For any new computer vision method, it is important to figure out whether it is appropriate for your study system. While YOLO-Behaviour is super powerful and robust, it has a few major shortcomings that make it less appropriate for certain study systems compared to others. Here are a list of considerations you can think about before diving into a project and spending time annotating data:
Is the behaviour you want to detect visually distinguishable from a single image?
Do you have sufficient images per behavioural class to train the model?
Are the videos relatively consistent/ without major noise?
Do you have (or can prepare) a validation dataset to ensure the model is detecting event appropriately?
If the answers to the questions above are all YES, then you should be good to go. If not, I expanded on each point below, to help figure out whether this method is appropriate for your study system.
1. Is the behaviour visually distinguishable?

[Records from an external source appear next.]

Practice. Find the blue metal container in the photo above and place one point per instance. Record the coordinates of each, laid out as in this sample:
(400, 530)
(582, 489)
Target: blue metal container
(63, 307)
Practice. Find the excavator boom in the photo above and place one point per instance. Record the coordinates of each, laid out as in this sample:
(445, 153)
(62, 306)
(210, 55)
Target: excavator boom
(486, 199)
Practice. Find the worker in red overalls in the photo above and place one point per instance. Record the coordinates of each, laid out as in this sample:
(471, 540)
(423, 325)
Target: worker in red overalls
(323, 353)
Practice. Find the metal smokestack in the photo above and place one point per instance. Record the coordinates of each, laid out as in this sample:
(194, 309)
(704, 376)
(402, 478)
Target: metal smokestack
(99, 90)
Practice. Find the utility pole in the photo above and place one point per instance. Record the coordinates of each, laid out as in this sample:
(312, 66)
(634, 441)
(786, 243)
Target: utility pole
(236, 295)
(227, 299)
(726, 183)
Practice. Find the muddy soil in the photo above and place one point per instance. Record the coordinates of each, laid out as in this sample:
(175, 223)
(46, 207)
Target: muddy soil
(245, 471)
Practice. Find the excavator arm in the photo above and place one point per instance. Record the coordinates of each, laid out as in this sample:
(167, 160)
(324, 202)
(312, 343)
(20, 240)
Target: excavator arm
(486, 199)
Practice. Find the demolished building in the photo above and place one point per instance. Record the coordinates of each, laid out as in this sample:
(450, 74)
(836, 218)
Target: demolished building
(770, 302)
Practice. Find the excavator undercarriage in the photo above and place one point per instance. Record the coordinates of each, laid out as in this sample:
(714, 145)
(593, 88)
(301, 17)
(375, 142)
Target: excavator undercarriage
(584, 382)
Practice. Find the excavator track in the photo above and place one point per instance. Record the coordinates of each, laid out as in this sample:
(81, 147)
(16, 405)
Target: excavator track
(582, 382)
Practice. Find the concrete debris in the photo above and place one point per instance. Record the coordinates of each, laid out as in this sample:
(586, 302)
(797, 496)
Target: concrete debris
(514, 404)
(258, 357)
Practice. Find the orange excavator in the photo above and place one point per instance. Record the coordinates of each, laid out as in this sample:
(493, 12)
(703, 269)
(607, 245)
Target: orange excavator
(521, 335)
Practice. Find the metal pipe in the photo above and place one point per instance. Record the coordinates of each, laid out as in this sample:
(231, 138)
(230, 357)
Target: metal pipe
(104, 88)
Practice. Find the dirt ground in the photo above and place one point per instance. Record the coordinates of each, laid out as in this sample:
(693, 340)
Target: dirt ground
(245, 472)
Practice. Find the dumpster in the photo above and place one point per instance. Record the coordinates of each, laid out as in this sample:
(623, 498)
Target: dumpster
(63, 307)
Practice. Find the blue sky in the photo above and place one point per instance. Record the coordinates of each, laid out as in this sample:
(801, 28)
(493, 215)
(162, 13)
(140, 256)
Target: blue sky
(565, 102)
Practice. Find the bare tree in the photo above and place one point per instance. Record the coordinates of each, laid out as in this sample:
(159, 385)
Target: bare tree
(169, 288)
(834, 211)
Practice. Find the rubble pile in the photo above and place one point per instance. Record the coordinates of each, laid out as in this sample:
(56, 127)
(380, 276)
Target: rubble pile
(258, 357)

This is the most important thing to consider, and the major shortcoming of the method. The YOLO model only analyzes SINGLE IMAGES, and tries to detect a behaviour frame by frame. If the behaviour you want to detect has a temporal component, or is context dependent, or if even you cant tell from an image whether a behaviour is happening, then the model will likely also fail.For example, let’s say you would like to detect a pigeon spinning around as part of its courtship display. From the video, you will be able to see it turn around, but for YOLO, since it only takes in single frame inputs, every frame of this spinning behaviour will only look like a pigeon standing still or walking. This would be an example where temporal information is important, and YOLO-Behaviour might not be appropriate. For this task, methods that takes in video input (like DeepEthogram) or methods that first does keypoint annotation might be more appropriate.
As a second example, let’s say you want to detect whether Siberian Jays are doing a submissive display or flying (This was a real example that was excluded in the manuscript because the method was not appropriate). The submissive display is a behaviour where the jay flaps their wing rapidly while screaming when sitting on the perch. In this case, this behaviour is very visually similar to the birds flying, and was easily confused with birds flying in and out of the frame. This is an example where the context matters, since which behaviour it is depends on what the bird is doing before and after this behaviour, or other cues (like audio).
Hopefully these examples can give an idea of when the method might not work. Just remember all the model has is the single frame, and any visual features of the image. So anything that cannot be determined from the image alone, will likely not work.